People protested yesterday outside the Los Angeles headquarters of the regulatory body for domain names, the Internet Corporation for Assigned Names and Numbers (ICANN).
ICANN is meeting this weekend, and is expected to rule by mid-February on plans by private equity firm Ethos Capital to buy the Public Interest Registry for US$1.1 billion (NZ$1.6b).
More than 700 organisations, including Greenpeace, the Sierra Club, the YMCA and YWCA and the Girl Scouts of America, opposed the sale, the protesters said.
Opponents are concerned that the cost of registering a dot-org website will skyrocket, and about the potential loss of freedoms of speech and expression if the registry ends up in the wrong hands.
Ethos Capital and the Internet Society, which runs the registry now, say those concerns are misplaced and the sale is being misunderstood.
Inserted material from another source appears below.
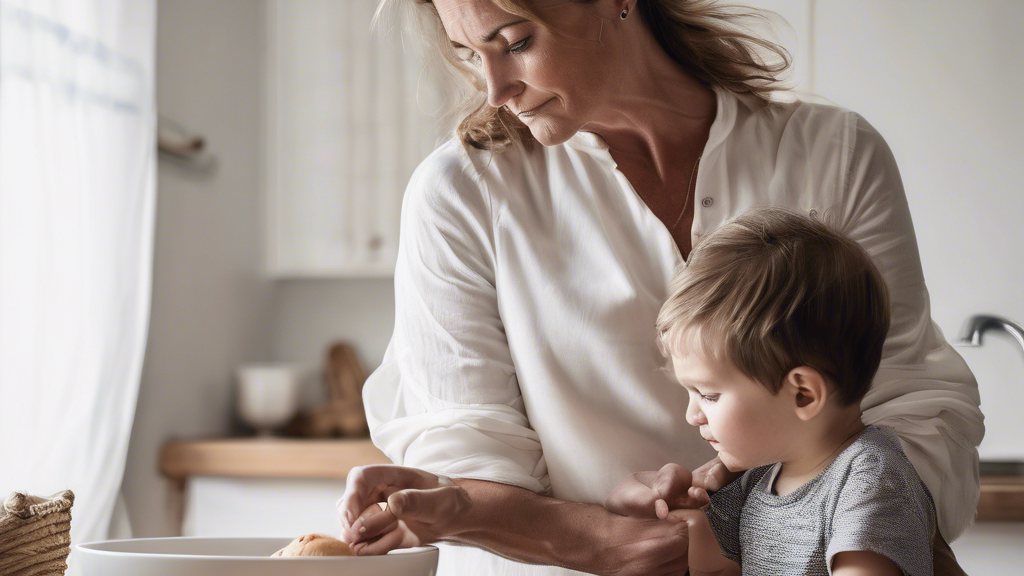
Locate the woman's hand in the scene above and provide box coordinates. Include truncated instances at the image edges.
[604,458,739,519]
[337,465,470,556]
They say prices will remain low, the registry’s managers will stay in place, and the infusion of capital will ensure the longterm growth of dot-org. They have also rejected assertions that online content could be spied on and censored.
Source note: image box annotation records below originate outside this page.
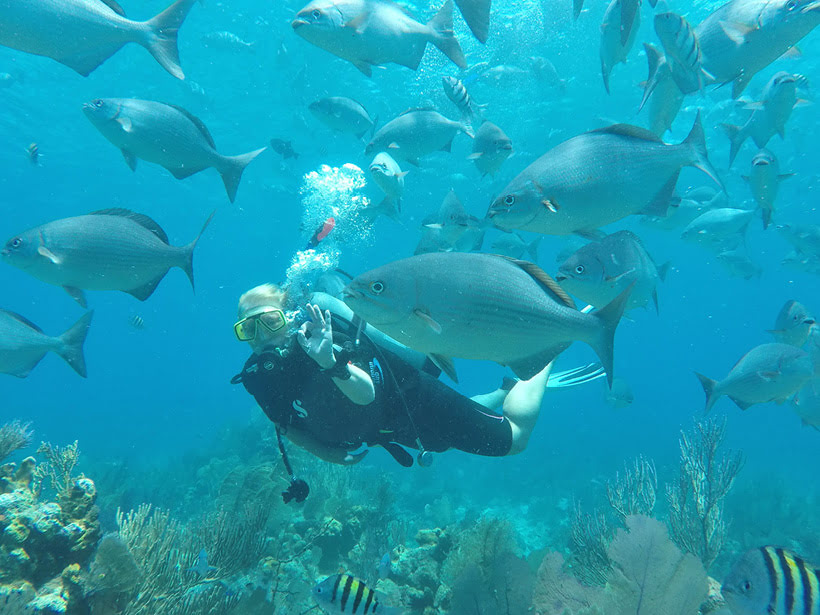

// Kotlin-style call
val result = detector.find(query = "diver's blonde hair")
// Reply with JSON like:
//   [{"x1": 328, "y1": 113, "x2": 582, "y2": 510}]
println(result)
[{"x1": 239, "y1": 284, "x2": 288, "y2": 318}]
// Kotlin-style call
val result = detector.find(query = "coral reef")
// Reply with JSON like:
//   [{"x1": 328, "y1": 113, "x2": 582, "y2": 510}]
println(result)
[{"x1": 666, "y1": 420, "x2": 743, "y2": 570}]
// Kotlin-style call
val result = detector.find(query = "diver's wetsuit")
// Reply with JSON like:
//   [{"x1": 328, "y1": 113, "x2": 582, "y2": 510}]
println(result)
[{"x1": 234, "y1": 328, "x2": 512, "y2": 463}]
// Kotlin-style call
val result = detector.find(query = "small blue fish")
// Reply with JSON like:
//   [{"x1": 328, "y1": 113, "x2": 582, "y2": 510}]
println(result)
[
  {"x1": 186, "y1": 549, "x2": 217, "y2": 579},
  {"x1": 378, "y1": 553, "x2": 393, "y2": 579}
]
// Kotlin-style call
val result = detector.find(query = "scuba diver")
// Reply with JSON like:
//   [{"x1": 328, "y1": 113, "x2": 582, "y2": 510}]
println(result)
[{"x1": 232, "y1": 284, "x2": 603, "y2": 502}]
Speculators have registered a variety of names under popular domain suffixes such as dot-com and dot-org, and an easy-toremember name can fetch millions of dollars in the resale market. Owners of popular suffixes can collect hundreds of millions of dollars a year in registration fees.
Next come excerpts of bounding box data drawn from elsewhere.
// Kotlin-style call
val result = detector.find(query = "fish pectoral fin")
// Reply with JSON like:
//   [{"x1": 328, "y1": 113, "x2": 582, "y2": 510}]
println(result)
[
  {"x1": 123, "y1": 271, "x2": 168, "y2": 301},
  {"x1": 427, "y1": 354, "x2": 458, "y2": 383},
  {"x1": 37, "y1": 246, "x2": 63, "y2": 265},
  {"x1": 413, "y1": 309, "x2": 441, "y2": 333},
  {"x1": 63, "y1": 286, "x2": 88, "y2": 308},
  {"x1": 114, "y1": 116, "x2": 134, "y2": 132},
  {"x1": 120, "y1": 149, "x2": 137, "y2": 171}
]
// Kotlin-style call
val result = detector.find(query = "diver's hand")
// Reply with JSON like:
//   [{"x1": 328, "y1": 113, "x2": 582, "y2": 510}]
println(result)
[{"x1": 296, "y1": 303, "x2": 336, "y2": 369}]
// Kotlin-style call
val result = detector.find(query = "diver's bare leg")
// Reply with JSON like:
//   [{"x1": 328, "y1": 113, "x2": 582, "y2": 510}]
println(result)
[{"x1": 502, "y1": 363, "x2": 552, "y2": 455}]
The dot-org suffix was created in the mid1980s. Since 2003, it has been managed by the Public Interest Registry at the Internet Society, a non-profit founded by many of the internet’s early engineers and scientists.
The registry collects annual fees of about US$10 from each of the more than 10 million dot-org names registered worldwide. The society uses some of that money to finance its advocacy and administrative programmes, which include creating technical standards for the internet.
It says proceeds from the sale will fund an endowment to provide more diversified and sustainable resources in the long term.
Critics fear that a new owner could change policies and reduce protections for domain name owners, including non-governmental organisations that operate in authoritarian countries.